If loneliness is your struggle, look for volunteer opportunities that’ll have you working in person with other people. It’s not unusual to show up to volunteer projects alone and leave with new friends. The holidays should open up plenty of opportunities in particular, as people feel particularly charitable, and gift-giving is more of a thing this time of year. Common volunteer opportunities include organizing food banks or gift drives for underprivileged communities.Volunteering can also be a great way to strengthen any relationships you think need a little extra glue before the holidays. Reach out to people you know who seem interested in similar causes and send over a local volunteering opportunity.
3. Make handmade gifts and cards.
Even if it only costs $30 to make a batch of handmade cards for your favorite friend group, this can look more meaningful than expensive, trendy store-bought gifts. Handmade items take more effort, generally can’t be found anywhere else, infuse a part of you, and are customized for each person. If your goofball cousin is always sending you memes, give them a homemade card with a custom meme along the lines of your inside jokes.
5. Practice stress-relieving hobbies and rituals.
As a blog generally centered on sleep, we’ve written plenty of tips to help you sleep better. Most of them involve easing stress and anxiety, which are common culprits of the inability to sleep. Aside from getting better sleep, they’ll also help keep you calm throughout the day so you can deal with family members bugging you about your marital status. So from taking up yoga to drinking chamomile tea to buying a better mattress, check out some sports and foods to take up so you won’t be wound up when the fateful reunion comes.
6. Cook some holiday dishes and treats together.
Whether it’s with friends, family, or coworkers, whipping up some sumptuous traditional holiday dishes and drinks like eggnog and scalloped potatoes can be a camaraderie-building activity that only needs a few people. Gather a small team you can see yourself building a masterpiece with and ask them what their favorite holiday dishes are. Just don’t pick something too complicated, risking potential arguments and possibly a food fight. Divide each part of the recipe up and collaborate. Once the cooking’s over, you might have come out with some reawakened or strengthened friendships as well as a delectable dish.

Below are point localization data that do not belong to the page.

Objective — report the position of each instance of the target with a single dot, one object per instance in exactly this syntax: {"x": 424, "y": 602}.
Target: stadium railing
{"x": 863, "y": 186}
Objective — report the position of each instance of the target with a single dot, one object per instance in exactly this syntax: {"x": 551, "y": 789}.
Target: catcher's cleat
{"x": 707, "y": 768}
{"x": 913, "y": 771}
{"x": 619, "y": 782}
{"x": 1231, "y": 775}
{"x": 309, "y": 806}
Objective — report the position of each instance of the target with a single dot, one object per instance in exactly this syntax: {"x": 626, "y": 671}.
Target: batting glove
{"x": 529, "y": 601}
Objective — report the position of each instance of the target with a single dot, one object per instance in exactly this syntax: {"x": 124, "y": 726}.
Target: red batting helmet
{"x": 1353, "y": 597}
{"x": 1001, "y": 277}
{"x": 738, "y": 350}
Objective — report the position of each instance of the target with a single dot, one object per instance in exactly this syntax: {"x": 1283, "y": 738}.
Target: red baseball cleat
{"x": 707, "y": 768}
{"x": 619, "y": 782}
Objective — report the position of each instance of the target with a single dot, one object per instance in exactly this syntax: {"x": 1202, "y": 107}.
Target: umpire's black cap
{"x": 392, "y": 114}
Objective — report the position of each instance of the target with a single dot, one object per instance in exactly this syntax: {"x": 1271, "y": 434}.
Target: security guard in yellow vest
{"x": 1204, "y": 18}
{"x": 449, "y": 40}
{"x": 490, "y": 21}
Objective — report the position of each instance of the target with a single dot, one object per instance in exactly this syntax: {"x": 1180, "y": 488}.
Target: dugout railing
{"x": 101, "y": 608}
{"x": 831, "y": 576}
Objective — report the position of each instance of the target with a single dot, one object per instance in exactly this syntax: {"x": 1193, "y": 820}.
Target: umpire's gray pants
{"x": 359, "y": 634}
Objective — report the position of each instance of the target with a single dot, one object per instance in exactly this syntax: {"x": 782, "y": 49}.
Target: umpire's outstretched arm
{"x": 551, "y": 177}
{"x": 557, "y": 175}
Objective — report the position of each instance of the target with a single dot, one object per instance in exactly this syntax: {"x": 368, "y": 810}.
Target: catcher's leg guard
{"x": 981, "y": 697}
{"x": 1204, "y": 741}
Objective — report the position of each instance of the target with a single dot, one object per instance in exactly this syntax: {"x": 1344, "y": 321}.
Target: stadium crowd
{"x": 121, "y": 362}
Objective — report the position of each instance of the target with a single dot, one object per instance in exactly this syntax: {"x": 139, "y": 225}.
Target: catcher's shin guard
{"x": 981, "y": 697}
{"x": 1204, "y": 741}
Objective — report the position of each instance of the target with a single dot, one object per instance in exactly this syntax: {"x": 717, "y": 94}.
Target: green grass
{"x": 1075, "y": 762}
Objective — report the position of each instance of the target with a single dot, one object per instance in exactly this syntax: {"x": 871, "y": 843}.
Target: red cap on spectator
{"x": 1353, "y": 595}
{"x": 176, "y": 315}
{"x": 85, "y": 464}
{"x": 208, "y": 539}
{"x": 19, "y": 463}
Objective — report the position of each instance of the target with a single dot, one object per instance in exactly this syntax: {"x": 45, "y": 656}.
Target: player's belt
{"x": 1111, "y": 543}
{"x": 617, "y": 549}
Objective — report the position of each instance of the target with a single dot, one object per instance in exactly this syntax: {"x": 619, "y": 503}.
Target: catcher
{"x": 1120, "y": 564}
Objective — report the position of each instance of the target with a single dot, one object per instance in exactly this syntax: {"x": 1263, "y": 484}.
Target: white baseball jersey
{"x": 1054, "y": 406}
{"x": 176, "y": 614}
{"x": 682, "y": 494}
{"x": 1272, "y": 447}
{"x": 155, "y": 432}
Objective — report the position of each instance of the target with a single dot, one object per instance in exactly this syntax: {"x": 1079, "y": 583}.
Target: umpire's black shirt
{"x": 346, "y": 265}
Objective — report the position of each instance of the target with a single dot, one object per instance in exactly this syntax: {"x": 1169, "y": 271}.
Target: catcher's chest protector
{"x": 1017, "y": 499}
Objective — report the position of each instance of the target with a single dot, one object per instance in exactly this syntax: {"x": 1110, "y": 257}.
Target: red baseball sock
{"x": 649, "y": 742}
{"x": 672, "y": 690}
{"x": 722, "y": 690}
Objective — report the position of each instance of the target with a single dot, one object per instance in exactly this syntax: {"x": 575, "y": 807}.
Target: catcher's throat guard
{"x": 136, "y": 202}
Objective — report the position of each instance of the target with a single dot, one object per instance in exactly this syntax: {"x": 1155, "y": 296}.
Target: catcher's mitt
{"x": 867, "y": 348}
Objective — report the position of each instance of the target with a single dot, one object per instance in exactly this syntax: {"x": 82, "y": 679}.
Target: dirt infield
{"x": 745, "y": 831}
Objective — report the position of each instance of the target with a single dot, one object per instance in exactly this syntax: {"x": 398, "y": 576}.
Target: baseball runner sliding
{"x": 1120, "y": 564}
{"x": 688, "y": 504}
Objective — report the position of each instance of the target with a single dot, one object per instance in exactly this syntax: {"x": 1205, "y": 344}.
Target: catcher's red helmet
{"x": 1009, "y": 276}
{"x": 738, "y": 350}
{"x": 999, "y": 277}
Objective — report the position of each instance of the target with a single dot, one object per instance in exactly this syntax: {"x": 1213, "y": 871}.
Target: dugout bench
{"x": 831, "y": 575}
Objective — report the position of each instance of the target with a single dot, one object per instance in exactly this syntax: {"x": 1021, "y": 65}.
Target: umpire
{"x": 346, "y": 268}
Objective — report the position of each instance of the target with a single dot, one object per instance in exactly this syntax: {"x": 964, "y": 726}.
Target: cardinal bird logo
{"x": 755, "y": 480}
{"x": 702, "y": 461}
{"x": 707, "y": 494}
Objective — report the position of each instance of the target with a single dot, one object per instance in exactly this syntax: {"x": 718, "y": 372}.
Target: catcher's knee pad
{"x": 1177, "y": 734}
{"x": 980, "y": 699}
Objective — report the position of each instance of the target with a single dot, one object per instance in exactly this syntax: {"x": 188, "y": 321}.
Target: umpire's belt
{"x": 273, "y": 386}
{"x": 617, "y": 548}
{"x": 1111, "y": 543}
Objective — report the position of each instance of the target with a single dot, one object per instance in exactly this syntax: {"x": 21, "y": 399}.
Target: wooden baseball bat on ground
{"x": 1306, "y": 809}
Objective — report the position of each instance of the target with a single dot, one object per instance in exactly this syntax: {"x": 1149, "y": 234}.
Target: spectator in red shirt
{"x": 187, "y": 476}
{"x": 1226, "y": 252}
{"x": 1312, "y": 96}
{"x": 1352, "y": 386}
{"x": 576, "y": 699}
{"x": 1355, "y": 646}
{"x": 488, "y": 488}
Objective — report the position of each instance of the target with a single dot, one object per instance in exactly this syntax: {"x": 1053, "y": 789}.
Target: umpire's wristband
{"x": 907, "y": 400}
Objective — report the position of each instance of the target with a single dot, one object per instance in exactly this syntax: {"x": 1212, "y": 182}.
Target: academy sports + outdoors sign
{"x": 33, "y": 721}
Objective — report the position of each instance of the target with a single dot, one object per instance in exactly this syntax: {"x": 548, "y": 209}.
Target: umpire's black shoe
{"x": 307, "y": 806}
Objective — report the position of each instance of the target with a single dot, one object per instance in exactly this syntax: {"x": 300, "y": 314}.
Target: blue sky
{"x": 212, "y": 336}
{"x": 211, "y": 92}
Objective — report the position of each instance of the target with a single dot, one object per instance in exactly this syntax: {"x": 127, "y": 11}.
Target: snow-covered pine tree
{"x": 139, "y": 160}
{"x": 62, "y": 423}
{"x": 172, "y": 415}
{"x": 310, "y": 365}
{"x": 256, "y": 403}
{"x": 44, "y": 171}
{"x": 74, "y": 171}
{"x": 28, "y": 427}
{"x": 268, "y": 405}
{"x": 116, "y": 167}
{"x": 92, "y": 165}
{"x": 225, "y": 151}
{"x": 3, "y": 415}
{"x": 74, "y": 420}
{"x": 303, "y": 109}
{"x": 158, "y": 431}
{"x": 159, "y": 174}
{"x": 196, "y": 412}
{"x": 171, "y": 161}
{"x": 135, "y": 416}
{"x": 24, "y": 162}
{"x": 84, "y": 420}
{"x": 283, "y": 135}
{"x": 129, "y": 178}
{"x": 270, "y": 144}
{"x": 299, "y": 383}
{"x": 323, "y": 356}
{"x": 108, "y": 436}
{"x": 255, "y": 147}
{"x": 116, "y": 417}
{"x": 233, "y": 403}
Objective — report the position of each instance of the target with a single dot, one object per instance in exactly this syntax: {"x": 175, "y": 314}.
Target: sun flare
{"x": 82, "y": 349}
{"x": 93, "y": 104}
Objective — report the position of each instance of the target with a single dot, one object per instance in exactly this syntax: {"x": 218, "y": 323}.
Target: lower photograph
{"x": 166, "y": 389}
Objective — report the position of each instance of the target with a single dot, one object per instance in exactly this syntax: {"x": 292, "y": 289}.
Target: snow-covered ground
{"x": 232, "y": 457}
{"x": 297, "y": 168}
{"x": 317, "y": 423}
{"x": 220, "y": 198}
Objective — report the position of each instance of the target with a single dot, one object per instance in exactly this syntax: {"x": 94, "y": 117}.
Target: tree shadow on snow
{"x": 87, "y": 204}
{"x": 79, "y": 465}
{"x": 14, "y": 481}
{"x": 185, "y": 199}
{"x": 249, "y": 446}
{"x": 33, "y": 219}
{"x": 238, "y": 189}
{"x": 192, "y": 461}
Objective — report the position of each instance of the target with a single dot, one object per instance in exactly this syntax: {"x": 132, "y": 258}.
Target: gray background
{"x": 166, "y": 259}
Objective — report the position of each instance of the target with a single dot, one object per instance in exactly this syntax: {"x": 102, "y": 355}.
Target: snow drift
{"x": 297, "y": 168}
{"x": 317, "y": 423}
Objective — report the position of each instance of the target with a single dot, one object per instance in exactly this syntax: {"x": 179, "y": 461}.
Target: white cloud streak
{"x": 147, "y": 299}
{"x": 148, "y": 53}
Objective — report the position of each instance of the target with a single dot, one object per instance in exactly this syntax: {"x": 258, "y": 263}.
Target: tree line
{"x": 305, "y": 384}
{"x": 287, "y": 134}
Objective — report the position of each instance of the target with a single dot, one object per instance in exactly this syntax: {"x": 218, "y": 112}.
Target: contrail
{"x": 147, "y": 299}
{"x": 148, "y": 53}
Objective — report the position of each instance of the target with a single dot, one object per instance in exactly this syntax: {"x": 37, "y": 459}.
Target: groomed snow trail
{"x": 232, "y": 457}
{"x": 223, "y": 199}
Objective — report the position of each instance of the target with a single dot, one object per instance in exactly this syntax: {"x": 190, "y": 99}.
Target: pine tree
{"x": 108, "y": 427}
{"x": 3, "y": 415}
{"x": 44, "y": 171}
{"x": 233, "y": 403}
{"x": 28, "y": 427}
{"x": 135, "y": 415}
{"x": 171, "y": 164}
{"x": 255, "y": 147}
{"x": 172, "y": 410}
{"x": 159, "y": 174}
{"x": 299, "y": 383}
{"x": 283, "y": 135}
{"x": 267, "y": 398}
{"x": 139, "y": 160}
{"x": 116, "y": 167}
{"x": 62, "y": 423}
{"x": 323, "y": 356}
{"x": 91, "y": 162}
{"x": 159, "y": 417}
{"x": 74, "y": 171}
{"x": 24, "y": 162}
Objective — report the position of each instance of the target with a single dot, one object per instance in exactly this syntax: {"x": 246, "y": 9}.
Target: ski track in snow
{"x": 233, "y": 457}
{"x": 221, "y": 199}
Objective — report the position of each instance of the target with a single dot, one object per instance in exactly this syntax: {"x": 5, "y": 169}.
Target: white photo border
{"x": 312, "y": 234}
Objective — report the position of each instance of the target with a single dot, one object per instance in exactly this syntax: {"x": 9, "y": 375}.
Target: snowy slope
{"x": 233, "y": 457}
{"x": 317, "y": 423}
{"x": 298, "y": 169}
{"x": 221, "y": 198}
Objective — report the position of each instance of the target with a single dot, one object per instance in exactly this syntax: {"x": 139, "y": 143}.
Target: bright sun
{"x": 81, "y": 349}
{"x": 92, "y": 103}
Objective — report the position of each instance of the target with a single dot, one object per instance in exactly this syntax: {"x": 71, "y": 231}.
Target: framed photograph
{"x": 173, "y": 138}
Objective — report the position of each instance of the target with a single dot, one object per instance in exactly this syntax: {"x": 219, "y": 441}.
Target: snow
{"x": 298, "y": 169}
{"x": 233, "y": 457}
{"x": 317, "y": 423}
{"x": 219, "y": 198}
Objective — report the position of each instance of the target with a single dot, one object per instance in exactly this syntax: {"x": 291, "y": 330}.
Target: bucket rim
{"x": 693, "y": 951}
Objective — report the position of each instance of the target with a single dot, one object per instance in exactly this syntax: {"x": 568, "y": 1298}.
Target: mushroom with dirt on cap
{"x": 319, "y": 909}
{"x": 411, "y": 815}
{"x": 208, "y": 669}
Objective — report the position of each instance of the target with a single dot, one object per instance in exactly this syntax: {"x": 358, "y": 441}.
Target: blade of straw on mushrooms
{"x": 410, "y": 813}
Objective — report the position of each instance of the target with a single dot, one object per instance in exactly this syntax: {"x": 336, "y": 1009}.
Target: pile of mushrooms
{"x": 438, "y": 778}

7. Give universally-appreciated gifts.
If you’re expected to see folks you don’t know too well but are in a position where you expect to give them something, it can be challenging to come up with a good gift. Although a handmade gift might be extra-appreciated, you may not want to devote that much time and sweat into something they may not use or even like. So to ease your gift anxiety, give them practical, undecorated things everyone can use and love, such as pillows. While they may not be a fan of rainbow-patterned sequined pillows, a bare memory foam pillow can serve as a plush blank canvas for the pillowcase of their choice. If they live in a hot climate, don’t worry -- Lull pillows are structured with cooling gel polymers on each side to wick away heat. Perhaps the new year will be off on a better foot than ever! The holidays may not be 100% merry and bright, but there might be light we haven’t uncovered yet. Whether it’s within us, within newcomers in our lives, or the network we already have, it’s worth seeking out.